Obviamente, existe la tentación de usar los famosos “detectores de contenido de IA”. El problema es que fallan seguido: a veces marcan como “generado por máquina” un texto humano (falso positivo) y otras veces dejan pasar como “humano” un texto hecho con IA (falso negativo). Si no es la propia tecnología quien se encarga de superarse a sí misma, las inyecciones en los prompts hacen el trabajo sucio.

¿Un ejemplo de todo eso? El caso del libro “Hipnocracia” (escrito por el italiano Andrea Colamedici con apoyo de IA y atribuido a un autor ficticio, Jianwei Xun), el cual demostró lo fácil que es sembrar dudas sobre si un texto es escrito por una persona o una máquina. No solo que nadie se pudo dar cuenta de la autoría del texto, sino que la discusión terminó girando más en quién lo hizo (Xun) que en lo que decía.

Pasemos entonces al otro escenario, en donde la declaración es considerada una formalidad sin sentido. ¿Por qué? Primero, porque prácticamente no existen regulaciones de carácter general que habiliten a todo el mundo -dentro de una misma organización- a exigir la declaración por igual. Entonces, ese estado en donde “cada uno hace lo que le parezca”, aun en uso de facultades legítimas, genera desigualdad entre quienes son sometidos a realizar una declaración y quienes no.

Segundo, porque su exigencia es desmedida. Nunca hemos pedido una declaración de uso de internet, ni confesiones por empleo de procesadores de texto, modelos de escritos, etc. Todos esos facilitadores que se adoptan para hacer tareas, también pueden alterar -o limitar- el pensamiento cuando organizan, sugieren o corrigen cuestiones. Es verdad que la IAGen no es una tecnología más, puede crear contenido nuevo, contaminar pensamientos y torcer voluntades de manera nunca antes vista. Pero la vara debería ser coherente con el impacto efectivo en el resultado y con la responsabilidad de quien suscribe el documento. Por ejemplo, si el diseño de la evaluación o de la decisión obliga a demostrar razonamiento, el formulario resulta estéril.
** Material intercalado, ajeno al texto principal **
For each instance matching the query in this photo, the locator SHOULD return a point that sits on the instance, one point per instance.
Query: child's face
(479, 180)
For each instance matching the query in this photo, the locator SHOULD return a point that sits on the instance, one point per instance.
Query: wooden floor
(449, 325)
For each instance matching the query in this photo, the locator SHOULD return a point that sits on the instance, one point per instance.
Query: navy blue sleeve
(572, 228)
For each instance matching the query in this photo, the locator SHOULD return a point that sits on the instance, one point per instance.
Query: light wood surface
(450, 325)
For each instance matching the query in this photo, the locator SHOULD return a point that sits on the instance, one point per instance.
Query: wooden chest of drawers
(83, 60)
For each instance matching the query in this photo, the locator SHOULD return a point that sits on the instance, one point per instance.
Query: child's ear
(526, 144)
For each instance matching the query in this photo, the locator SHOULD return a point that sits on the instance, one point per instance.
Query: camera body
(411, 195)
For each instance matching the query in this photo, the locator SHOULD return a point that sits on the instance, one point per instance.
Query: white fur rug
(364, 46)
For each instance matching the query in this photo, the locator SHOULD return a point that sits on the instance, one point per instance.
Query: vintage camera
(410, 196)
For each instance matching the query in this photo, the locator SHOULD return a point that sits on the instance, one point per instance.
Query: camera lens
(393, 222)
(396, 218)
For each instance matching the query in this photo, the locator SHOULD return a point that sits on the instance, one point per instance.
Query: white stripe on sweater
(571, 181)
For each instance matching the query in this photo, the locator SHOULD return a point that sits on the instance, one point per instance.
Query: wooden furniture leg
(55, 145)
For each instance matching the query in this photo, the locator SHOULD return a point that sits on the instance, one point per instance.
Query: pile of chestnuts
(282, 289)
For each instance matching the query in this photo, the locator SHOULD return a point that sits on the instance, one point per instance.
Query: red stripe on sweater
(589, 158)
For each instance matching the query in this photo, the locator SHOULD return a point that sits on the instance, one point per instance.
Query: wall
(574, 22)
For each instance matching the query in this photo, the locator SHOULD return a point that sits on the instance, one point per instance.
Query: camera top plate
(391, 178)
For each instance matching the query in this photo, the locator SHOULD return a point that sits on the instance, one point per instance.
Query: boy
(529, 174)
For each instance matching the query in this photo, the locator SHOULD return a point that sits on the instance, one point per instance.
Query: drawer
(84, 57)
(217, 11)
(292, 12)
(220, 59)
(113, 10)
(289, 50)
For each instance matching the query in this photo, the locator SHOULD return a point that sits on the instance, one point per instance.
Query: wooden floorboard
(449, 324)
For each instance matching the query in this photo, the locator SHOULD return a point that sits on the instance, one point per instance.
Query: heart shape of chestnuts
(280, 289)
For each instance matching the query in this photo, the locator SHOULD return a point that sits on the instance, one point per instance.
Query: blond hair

Tercero, por la hipocresía que nace de la asimetría en el uso. En educación, hoy una cátedra puede exigir a los estudiantes que confiesen su uso mientras el docente usa herramientas para redactar consignas o para corregir más rápido. Por su parte, en justicia, un juez puede ordenar a los abogados que declaren el uso y, al mismo tiempo, valerse de plataformas para armar borradores sin decirlo. A esa asimetría se suma otra más obvia: casi nunca se declara cuando otra persona colabora -aunque sea parcialmente- en la generación de un contenido, y tampoco tenemos facilidades para comprobarlo. En este contexto, la transparencia selectiva es una forma de opacidad.

Entonces, con todo esto, ¿a dónde llegamos? El balance inicial es claro: todo descansa en la honestidad intelectual de cada persona, con o sin IA. Por lo tanto, la declaración de uso de estas herramientas no debería ser un trámite ni un prejuicio.

Puede ser útil en casos justificados, cuando su contenido realmente ayude a valorar la autoría y/o la ruta del razonamiento, y solo cuando la información pedida sea necesaria, concreta y proporcional. En el resto, es desmedida frente a lo que nunca exigimos de otras tecnologías, hipócrita cuando solo se impone hacia un lado de la mesa e inútil cuando, en definitiva, una evaluación final es la que termina demostrando la adquisición del conocimiento de una persona o cuando el juzgamiento de un contenido puede ser realizado aún sin esa declaración.

Por lo tanto, antes que montar un confesionario de IA que responda a una percepción cultural, sería conveniente readecuar nuestros procesos y definir qué pretendemos con el uso de estas herramientas: ¿mejorar los mecanismos de generación de contenido o condenar su empleo?